Court of Appeals of Texas, Sixth District, Texarkana

November 22, 2019


          Date Submitted: September 6, 2019

          On Appeal from the 126th District Court Travis County, Texas Trial Court No. D-1-GN-17-004072

          Before Morriss, C.J., Burgess and Stevens, JJ.



         Nissan North America, Inc., sought to terminate its 1989 Dealer Sales and Service Agreement (Agreement) with Bates Nissan due to Bates' poor sales performance and violation of accepted accounting practices. After an administrative hearing, the Board of the Texas Department of Motor Vehicles[1] adopted the administrative law judge's proposal for decision, finding that Nissan failed to establish good cause to terminate the agreement. The 126th Judicial District Court of Travis County affirmed the Board's order.[2]
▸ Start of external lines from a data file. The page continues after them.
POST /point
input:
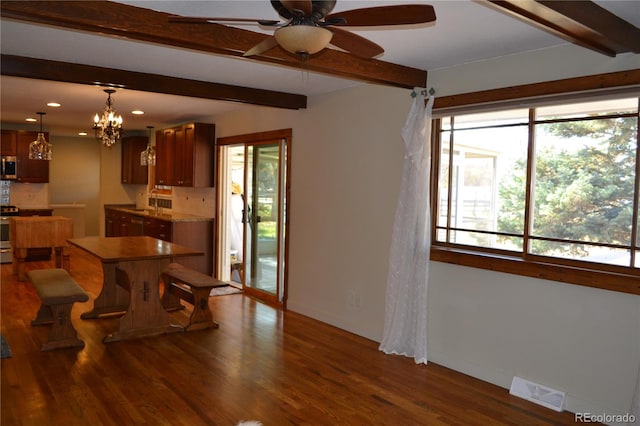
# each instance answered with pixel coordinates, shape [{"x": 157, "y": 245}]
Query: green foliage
[{"x": 583, "y": 190}]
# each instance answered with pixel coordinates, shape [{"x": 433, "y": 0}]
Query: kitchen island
[{"x": 188, "y": 230}]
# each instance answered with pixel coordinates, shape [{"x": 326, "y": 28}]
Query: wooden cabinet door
[
  {"x": 110, "y": 223},
  {"x": 8, "y": 142},
  {"x": 202, "y": 160},
  {"x": 165, "y": 144},
  {"x": 132, "y": 171},
  {"x": 33, "y": 171},
  {"x": 177, "y": 162},
  {"x": 185, "y": 157}
]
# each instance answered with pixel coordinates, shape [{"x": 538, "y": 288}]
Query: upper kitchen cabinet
[
  {"x": 185, "y": 155},
  {"x": 165, "y": 142},
  {"x": 132, "y": 171},
  {"x": 8, "y": 142},
  {"x": 31, "y": 171}
]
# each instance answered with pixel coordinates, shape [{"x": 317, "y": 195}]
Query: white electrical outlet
[{"x": 539, "y": 394}]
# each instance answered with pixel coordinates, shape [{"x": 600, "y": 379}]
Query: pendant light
[
  {"x": 40, "y": 149},
  {"x": 108, "y": 126},
  {"x": 148, "y": 156}
]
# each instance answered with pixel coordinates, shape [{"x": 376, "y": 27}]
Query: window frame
[{"x": 605, "y": 276}]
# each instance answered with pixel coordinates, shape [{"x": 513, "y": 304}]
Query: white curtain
[{"x": 405, "y": 324}]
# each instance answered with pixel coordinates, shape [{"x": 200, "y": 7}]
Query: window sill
[{"x": 621, "y": 282}]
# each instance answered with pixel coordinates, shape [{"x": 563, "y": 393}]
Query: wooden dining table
[{"x": 132, "y": 269}]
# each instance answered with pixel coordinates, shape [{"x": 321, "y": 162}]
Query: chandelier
[
  {"x": 40, "y": 149},
  {"x": 148, "y": 156},
  {"x": 108, "y": 127}
]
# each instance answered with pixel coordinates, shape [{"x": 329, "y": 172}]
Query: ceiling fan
[{"x": 310, "y": 26}]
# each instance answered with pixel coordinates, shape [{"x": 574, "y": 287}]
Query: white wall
[
  {"x": 493, "y": 326},
  {"x": 346, "y": 166},
  {"x": 74, "y": 177}
]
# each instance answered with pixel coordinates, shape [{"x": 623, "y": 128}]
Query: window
[{"x": 552, "y": 184}]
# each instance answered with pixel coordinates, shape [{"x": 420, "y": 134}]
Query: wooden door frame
[{"x": 257, "y": 138}]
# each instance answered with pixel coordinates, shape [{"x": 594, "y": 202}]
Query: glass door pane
[{"x": 262, "y": 183}]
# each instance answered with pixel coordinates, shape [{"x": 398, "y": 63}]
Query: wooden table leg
[
  {"x": 19, "y": 256},
  {"x": 62, "y": 258},
  {"x": 145, "y": 316},
  {"x": 201, "y": 317},
  {"x": 112, "y": 298}
]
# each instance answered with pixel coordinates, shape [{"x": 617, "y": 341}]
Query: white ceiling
[{"x": 465, "y": 31}]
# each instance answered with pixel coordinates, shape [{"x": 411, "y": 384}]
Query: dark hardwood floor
[{"x": 261, "y": 364}]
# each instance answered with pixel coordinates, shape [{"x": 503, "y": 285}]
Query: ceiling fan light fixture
[{"x": 303, "y": 39}]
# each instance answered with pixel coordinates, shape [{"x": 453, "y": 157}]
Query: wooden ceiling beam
[
  {"x": 581, "y": 22},
  {"x": 42, "y": 69},
  {"x": 135, "y": 23}
]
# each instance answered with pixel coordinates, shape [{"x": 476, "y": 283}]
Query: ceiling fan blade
[
  {"x": 384, "y": 15},
  {"x": 263, "y": 46},
  {"x": 202, "y": 20},
  {"x": 304, "y": 5},
  {"x": 354, "y": 43}
]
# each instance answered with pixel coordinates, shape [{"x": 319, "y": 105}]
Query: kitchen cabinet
[
  {"x": 165, "y": 141},
  {"x": 43, "y": 253},
  {"x": 186, "y": 230},
  {"x": 185, "y": 156},
  {"x": 29, "y": 171},
  {"x": 8, "y": 142},
  {"x": 132, "y": 172}
]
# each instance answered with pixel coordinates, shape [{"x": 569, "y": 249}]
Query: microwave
[{"x": 8, "y": 170}]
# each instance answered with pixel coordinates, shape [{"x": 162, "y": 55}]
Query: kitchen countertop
[{"x": 150, "y": 212}]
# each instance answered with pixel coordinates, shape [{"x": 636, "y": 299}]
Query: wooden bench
[
  {"x": 58, "y": 292},
  {"x": 193, "y": 287}
]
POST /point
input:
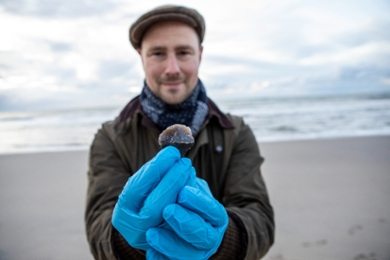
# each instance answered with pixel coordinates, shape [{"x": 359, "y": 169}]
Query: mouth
[{"x": 172, "y": 84}]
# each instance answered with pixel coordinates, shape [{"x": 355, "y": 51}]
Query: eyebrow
[{"x": 161, "y": 48}]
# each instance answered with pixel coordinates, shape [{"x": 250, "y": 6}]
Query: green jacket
[{"x": 225, "y": 154}]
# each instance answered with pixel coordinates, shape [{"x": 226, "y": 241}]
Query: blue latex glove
[
  {"x": 148, "y": 192},
  {"x": 198, "y": 222}
]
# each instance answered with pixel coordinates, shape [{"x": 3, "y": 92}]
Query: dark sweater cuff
[{"x": 122, "y": 250}]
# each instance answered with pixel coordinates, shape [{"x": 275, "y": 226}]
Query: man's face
[{"x": 171, "y": 56}]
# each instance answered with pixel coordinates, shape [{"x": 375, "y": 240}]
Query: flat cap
[{"x": 166, "y": 13}]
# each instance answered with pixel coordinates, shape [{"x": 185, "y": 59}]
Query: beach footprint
[
  {"x": 370, "y": 256},
  {"x": 318, "y": 243},
  {"x": 355, "y": 229}
]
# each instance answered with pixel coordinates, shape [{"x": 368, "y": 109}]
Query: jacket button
[{"x": 218, "y": 148}]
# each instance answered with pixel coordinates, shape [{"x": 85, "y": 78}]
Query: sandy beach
[{"x": 331, "y": 201}]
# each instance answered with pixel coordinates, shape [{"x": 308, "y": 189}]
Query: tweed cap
[{"x": 166, "y": 13}]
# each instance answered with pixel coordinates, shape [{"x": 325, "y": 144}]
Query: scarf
[{"x": 192, "y": 112}]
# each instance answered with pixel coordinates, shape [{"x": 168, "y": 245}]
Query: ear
[{"x": 200, "y": 53}]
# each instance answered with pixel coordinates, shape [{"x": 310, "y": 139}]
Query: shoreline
[
  {"x": 330, "y": 200},
  {"x": 287, "y": 140}
]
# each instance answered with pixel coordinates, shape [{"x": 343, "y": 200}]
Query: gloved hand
[
  {"x": 148, "y": 192},
  {"x": 198, "y": 222}
]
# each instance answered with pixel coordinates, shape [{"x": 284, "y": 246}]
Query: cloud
[
  {"x": 58, "y": 53},
  {"x": 57, "y": 8}
]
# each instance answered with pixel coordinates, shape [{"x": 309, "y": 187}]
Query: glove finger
[
  {"x": 191, "y": 227},
  {"x": 169, "y": 244},
  {"x": 166, "y": 191},
  {"x": 202, "y": 203},
  {"x": 152, "y": 254},
  {"x": 203, "y": 185},
  {"x": 139, "y": 186}
]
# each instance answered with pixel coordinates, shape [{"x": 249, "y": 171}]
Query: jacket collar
[{"x": 134, "y": 107}]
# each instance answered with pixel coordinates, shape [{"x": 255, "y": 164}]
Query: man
[{"x": 148, "y": 202}]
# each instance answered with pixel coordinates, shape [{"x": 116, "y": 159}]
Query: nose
[{"x": 173, "y": 65}]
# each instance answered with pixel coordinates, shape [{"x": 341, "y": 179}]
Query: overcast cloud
[{"x": 63, "y": 54}]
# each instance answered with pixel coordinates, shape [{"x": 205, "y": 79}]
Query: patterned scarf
[{"x": 192, "y": 112}]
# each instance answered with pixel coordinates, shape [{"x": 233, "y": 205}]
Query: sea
[{"x": 271, "y": 119}]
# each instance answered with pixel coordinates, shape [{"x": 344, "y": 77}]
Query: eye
[{"x": 183, "y": 53}]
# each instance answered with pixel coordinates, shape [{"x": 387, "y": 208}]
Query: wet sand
[{"x": 331, "y": 201}]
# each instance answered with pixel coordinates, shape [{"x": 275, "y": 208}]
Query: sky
[{"x": 76, "y": 53}]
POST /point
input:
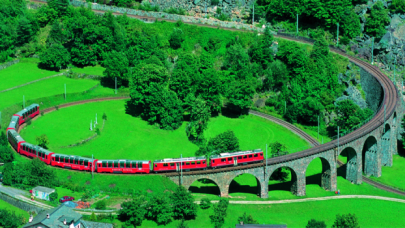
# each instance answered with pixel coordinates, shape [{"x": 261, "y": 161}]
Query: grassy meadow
[{"x": 129, "y": 137}]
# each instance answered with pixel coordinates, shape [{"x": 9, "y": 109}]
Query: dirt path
[{"x": 315, "y": 199}]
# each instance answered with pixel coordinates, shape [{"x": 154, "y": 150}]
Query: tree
[
  {"x": 24, "y": 31},
  {"x": 42, "y": 141},
  {"x": 159, "y": 209},
  {"x": 55, "y": 57},
  {"x": 247, "y": 219},
  {"x": 116, "y": 64},
  {"x": 199, "y": 116},
  {"x": 315, "y": 224},
  {"x": 378, "y": 20},
  {"x": 205, "y": 203},
  {"x": 183, "y": 204},
  {"x": 133, "y": 212},
  {"x": 218, "y": 218},
  {"x": 346, "y": 221},
  {"x": 176, "y": 38}
]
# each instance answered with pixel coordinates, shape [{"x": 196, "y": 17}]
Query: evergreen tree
[{"x": 183, "y": 204}]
         On appeal, Nissan contends that (1) the Board erred in concluding that Bates' sales performance did not amount to a breach of the Agreement, (2) the Board erred in concluding that Bates did not breach the Agreement by willfully falsifying its tax returns and by knowingly submitting false financial statements to Nissan, and (3) the Board erred by considering evidence of the dealer's performance after Nissan issued its notice of termination. We affirm the trial court's ruling.[3]

         I. Statutory Structure and Procedure

         The TDMV has the exclusive statutory authority to regulate franchise relationships between dealers and motor vehicle manufacturers, including manufacturers of motor homes. See Tex. Occ. Code Ann. §§ 2301.001-2401.253 (Supp.). Under the Texas Occupations Code, a franchise is one or more contracts between a motor vehicle manufacturer and a dealer setting out their relationship and obligations, including the right of the dealer to sell and service motor vehicles and any duty or obligation granted or imposed by the Texas Occupations Code. Tex. Occ. Code Ann. § 2301.002(15). One of the primary goals of the provisions of the occupations code is to "ensure a sound system of distributing and selling motor vehicles" in our state. Tex. Occ. Code Ann. § 2301.001. To accomplish this goal, the Code authorizes the Board to

(1) administer this chapter [of the Occupations Code]; . . . (3) ensure that the distribution, sale, and lease of motor vehicles is conducted as required by [the Occupations Code] and [B]oard rules; . . . and (5) prevent fraud, unfair practices, discrimination, impositions, and other abuses in connection with the distribution and sale of motor vehicles.

Tex. Occ. Code Ann. § 2301.152(a); see also Subaru of Am., Inc. v. David McDavid Nissan, 84 S.W.3d 212, 224 (Tex. 2002).[4]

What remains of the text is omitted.